- Directed by: Slatan Dudow; Richard Groschopp; Kurt Maetzig;
- Written by: Johannes R. Becher Kurt Barthel Ehm Welk
- Produced by: Adolf Fischer
- Starring: Werner Pledath
- Cinematography: Robert Baberske Karl Plintzner Walter Roßkopf
- Edited by: Ilse Voigt
- Music by: Ernst Roters
- Production company: DEFA
- Distributed by: Progress Film
- Release date: 15 September 1950;
- Running time: 98 minutes
- Country: East Germany
- Language: German

= The Benthin Family =

1950 film

Familie Benthin is a 1950 East German film.

==Plot==
Theo and Gustav Benthin are two brothers who operate a smuggling network: Theo, a factory director in East Germany, illegally transfers goods to his brother on the other side of the border, and the latter sells them in West Germany. The two also employ another pair of brothers, Peter and Klaus Naumann. When Theo is caught by the East German police, Gustav can no longer compete in the tough capitalist market without the cheap merchandise from the East and his business collapses. Peter Naumann moves to the Federal Republic, but there he finds only unemployment and eventually joins the French Foreign Legion. Klaus remains in the East and finds a promising job as a steel worker.

==Cast==
- Maly Delschaft - Annemarie Naumann
- Charlotte Ander - Olga Benthin
- Hans-Georg Rudolph - Theo Benthin
- Werner Pledath - Gustav Benthin
- Brigitte Conrad - Ursel Benthin
- Harry Hindemith - Seidel
- Karl-Heinz Deickert - Klaus Neumann
- Ottokar Runze - Peter Naumann

==Production==
The Benthin Family was DEFA's first major "mission film", with a clear, state-directed political message. While a number of pictures presenting narratives hostile to West Germany and to the West had already been made, their budgets had been smaller and state involvement had been on a lower scale.

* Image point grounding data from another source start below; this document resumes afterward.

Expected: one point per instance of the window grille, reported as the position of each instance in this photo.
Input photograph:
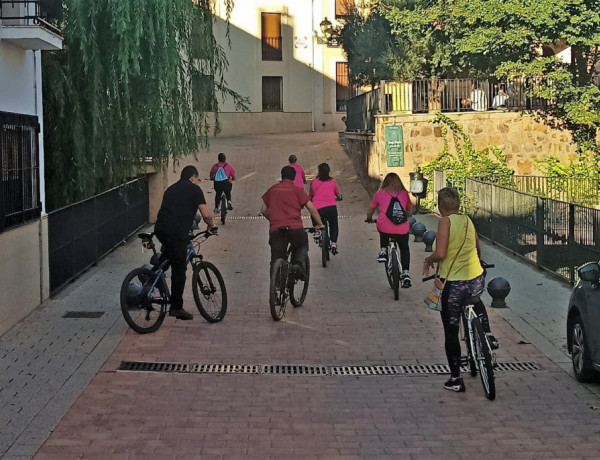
(272, 94)
(271, 36)
(342, 86)
(19, 169)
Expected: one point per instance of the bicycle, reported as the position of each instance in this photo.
(393, 266)
(324, 242)
(145, 297)
(284, 285)
(480, 356)
(223, 207)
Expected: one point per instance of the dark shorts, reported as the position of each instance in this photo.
(457, 294)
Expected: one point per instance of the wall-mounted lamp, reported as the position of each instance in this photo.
(330, 34)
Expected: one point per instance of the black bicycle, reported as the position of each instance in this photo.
(145, 297)
(480, 356)
(324, 243)
(223, 207)
(285, 285)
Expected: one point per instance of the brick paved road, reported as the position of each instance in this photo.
(349, 318)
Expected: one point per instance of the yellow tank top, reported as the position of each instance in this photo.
(466, 266)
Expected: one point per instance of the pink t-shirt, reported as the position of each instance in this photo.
(300, 178)
(322, 194)
(228, 170)
(381, 201)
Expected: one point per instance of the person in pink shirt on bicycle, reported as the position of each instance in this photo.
(300, 179)
(392, 186)
(324, 193)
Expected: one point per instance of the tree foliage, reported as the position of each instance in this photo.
(121, 91)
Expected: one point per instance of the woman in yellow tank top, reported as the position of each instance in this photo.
(458, 252)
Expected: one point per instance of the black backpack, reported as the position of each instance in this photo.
(396, 212)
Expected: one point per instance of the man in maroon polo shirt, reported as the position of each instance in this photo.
(282, 205)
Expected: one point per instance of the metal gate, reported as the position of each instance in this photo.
(81, 234)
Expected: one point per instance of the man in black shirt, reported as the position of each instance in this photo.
(175, 219)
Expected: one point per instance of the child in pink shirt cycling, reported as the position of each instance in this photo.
(324, 192)
(300, 179)
(392, 186)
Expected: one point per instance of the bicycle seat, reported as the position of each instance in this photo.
(472, 300)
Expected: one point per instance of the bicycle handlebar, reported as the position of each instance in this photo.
(484, 265)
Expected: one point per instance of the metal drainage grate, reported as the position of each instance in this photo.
(262, 217)
(83, 314)
(291, 369)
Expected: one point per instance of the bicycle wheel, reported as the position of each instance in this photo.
(395, 275)
(277, 288)
(223, 208)
(143, 305)
(209, 291)
(470, 355)
(325, 245)
(299, 289)
(484, 359)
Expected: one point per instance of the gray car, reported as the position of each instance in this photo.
(583, 323)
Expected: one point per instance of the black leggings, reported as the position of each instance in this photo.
(330, 213)
(222, 186)
(402, 241)
(451, 332)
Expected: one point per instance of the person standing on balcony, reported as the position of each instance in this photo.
(300, 179)
(478, 98)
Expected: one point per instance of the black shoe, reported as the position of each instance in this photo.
(181, 314)
(406, 281)
(493, 341)
(455, 384)
(299, 273)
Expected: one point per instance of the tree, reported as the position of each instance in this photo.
(120, 92)
(480, 38)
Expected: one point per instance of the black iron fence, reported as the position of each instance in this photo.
(19, 170)
(81, 234)
(444, 95)
(44, 13)
(555, 235)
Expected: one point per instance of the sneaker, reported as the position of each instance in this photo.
(406, 281)
(181, 314)
(492, 341)
(455, 384)
(333, 247)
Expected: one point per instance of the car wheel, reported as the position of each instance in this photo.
(580, 356)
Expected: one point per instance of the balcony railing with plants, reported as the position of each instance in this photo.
(442, 95)
(42, 13)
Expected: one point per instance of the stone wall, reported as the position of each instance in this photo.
(520, 137)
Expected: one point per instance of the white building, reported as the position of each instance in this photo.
(26, 28)
(280, 57)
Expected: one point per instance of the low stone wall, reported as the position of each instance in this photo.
(520, 137)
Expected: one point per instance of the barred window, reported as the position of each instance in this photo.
(270, 24)
(272, 94)
(342, 86)
(19, 169)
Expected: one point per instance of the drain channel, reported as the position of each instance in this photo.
(290, 369)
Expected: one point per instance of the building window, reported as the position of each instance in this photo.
(203, 93)
(272, 94)
(19, 170)
(341, 8)
(342, 86)
(270, 24)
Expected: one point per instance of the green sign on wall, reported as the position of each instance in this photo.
(394, 145)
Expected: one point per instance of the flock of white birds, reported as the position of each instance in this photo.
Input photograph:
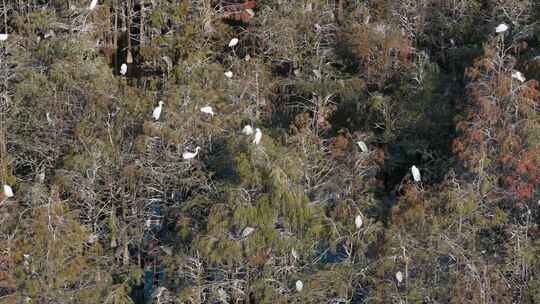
(248, 131)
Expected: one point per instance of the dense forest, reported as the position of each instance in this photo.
(269, 151)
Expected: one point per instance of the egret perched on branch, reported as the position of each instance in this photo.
(362, 146)
(258, 136)
(416, 174)
(501, 28)
(358, 221)
(50, 121)
(294, 254)
(123, 69)
(247, 231)
(190, 155)
(247, 130)
(233, 42)
(299, 286)
(8, 192)
(92, 4)
(157, 110)
(208, 110)
(519, 76)
(399, 276)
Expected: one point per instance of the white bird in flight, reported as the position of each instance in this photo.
(92, 4)
(362, 146)
(190, 155)
(501, 28)
(299, 286)
(233, 42)
(123, 69)
(519, 76)
(247, 130)
(157, 110)
(416, 174)
(258, 136)
(358, 221)
(399, 276)
(8, 192)
(208, 110)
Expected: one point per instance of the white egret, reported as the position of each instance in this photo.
(8, 192)
(501, 28)
(258, 136)
(247, 130)
(41, 177)
(362, 146)
(49, 34)
(299, 286)
(123, 69)
(294, 254)
(50, 121)
(92, 4)
(416, 174)
(247, 231)
(168, 61)
(190, 155)
(233, 42)
(157, 110)
(519, 76)
(399, 276)
(358, 221)
(208, 110)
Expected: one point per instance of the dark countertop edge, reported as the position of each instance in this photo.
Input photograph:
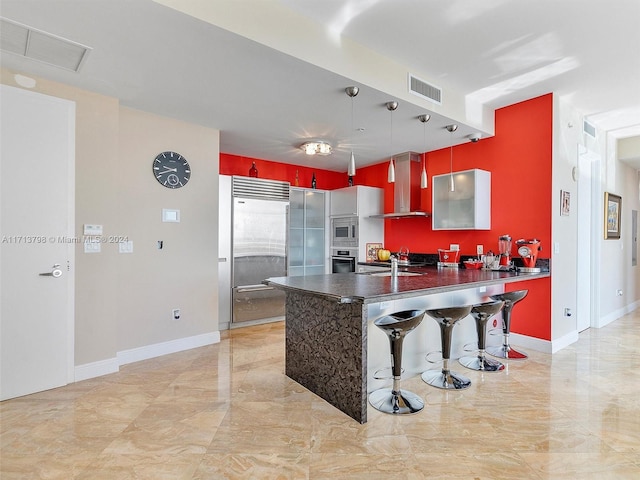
(510, 277)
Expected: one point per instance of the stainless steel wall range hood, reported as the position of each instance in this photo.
(406, 189)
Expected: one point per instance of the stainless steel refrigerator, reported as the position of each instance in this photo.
(259, 247)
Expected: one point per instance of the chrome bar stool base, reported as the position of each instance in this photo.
(482, 313)
(400, 402)
(445, 378)
(505, 351)
(394, 400)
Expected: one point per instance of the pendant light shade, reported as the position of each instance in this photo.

Three directors - Slatan Dudow, Richard Groschopp and Kurt Maetzig - were instructed by Socialist Unity Party of Germany to work on the film. Later, none of them was willing to accept responsibility for the outcome.

==Reception==
East German cinema expert Joshua Feinstein wrote that The Benthin Family "...seems to have been an unmitigated disaster." The SED newspaper Neues Deutschland praised the film, noting that "its greatness lies in its realization of the greatness of our life today..." while contrasting them with "the other side... where the West German youth... are processed for service as mercenaries for the imperialists." At 1952, the censure demanded that a scene in which a drunk worker appeared be removed before the film was allowed to be re-screened, since it did not comply with "depicting independent, intelligent members of the proletariat".

The German Film Lexicon defined The Benthin Family as a "SED-commissioned agitation thriller with simplistic good-versus-evil plot... but interesting as a Cold War relic."